The Government is working with the Pensions Board, representative organisations and the social partners to find ways to ease the pressure on schemes by striking a balance between the long-term nature of pension savings and the need to ensure short-term security of accrued benefits. As outlined, it has already taken some short-term measures in this area. The long-term response to the situation is being considered in the context of the overall framework for pensions, that I mentioned earlier.
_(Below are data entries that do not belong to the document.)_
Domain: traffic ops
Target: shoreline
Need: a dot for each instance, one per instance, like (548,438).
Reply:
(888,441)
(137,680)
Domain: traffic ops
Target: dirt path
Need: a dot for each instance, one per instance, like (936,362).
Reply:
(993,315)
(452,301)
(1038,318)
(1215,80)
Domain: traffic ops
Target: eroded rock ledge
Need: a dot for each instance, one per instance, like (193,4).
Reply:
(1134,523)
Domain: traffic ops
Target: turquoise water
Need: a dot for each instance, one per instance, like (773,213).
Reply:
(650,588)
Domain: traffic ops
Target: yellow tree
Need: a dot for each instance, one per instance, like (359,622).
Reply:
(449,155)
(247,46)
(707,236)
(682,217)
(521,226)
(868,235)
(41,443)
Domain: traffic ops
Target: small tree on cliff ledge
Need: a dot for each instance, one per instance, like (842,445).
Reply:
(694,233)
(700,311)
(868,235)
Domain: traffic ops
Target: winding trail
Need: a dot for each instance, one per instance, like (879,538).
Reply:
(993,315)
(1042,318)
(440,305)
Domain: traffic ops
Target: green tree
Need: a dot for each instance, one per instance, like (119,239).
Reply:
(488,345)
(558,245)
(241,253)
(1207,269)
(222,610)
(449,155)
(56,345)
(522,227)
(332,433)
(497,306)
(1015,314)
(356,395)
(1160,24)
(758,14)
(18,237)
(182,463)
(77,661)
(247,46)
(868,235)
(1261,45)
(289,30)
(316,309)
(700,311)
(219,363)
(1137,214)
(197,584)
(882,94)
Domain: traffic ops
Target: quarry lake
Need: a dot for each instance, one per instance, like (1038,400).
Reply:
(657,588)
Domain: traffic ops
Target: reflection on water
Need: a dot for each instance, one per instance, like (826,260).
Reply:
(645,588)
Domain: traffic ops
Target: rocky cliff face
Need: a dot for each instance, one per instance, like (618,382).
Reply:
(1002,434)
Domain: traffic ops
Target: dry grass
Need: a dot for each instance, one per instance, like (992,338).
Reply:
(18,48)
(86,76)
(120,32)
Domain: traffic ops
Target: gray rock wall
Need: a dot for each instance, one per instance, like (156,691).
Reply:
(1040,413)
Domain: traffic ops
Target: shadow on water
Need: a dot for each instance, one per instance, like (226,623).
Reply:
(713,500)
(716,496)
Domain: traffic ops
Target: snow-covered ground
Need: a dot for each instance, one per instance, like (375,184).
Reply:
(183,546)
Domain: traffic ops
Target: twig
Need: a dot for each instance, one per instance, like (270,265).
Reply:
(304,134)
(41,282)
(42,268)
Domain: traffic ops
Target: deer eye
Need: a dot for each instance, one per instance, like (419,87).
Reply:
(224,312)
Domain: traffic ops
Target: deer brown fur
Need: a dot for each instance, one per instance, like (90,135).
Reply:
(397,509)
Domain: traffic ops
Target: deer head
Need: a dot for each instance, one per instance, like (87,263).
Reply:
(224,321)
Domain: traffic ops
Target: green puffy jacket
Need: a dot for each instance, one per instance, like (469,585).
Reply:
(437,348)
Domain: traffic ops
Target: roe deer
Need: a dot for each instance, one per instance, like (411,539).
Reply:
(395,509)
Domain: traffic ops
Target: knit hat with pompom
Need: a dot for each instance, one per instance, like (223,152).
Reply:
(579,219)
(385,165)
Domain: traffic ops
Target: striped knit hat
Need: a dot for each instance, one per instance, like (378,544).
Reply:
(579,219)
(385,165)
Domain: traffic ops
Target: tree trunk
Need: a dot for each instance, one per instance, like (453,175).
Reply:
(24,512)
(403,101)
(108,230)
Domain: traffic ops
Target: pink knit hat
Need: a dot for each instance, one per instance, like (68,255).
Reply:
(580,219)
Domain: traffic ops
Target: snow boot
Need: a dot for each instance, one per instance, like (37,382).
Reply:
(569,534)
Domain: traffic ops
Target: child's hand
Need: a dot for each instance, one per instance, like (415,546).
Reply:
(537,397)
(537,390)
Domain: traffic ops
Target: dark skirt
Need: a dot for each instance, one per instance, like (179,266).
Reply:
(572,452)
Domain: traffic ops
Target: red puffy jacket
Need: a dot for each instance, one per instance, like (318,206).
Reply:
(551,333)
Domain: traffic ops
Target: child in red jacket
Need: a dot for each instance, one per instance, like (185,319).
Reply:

Turning now to social welfare payments to people of working age, the budget provides an extra €260 million for such schemes. The maximum personal rate of payment for all working age schemes is being increased by €6.50 per week with effect from the first week of January 2009, with proportionate increases applying to people on reduced rates. This brings the lowest social welfare weekly payments above €200 for the first time to €204.30. The rates of qualified adult payments are also being increased on all schemes by €4.30 except for the invalidity pension where a €4.60 increase will apply. About 733,000 people will benefit from these increases.

Budget 2009 also provides increases for families with children who are in receipt of social welfare payments. Social welfare dependent parents at present receive an extra €24 per week for each child on top of their basic social welfare payments, through what is termed the qualified child increase. This is being increased by €2 to €26 per child with effect from January 2009. Improvements are also being made to the family income supplement, FIS, which is paid to low income working families. The income limits for the FIS are being increased by €10 per week in respect of each child giving an average extra payment of €6 per child per week. It is estimated that a total of 29,000 families will benefit from FIS in 2009, and that approximately 2,000 additional families will become eligible for a FIS payment.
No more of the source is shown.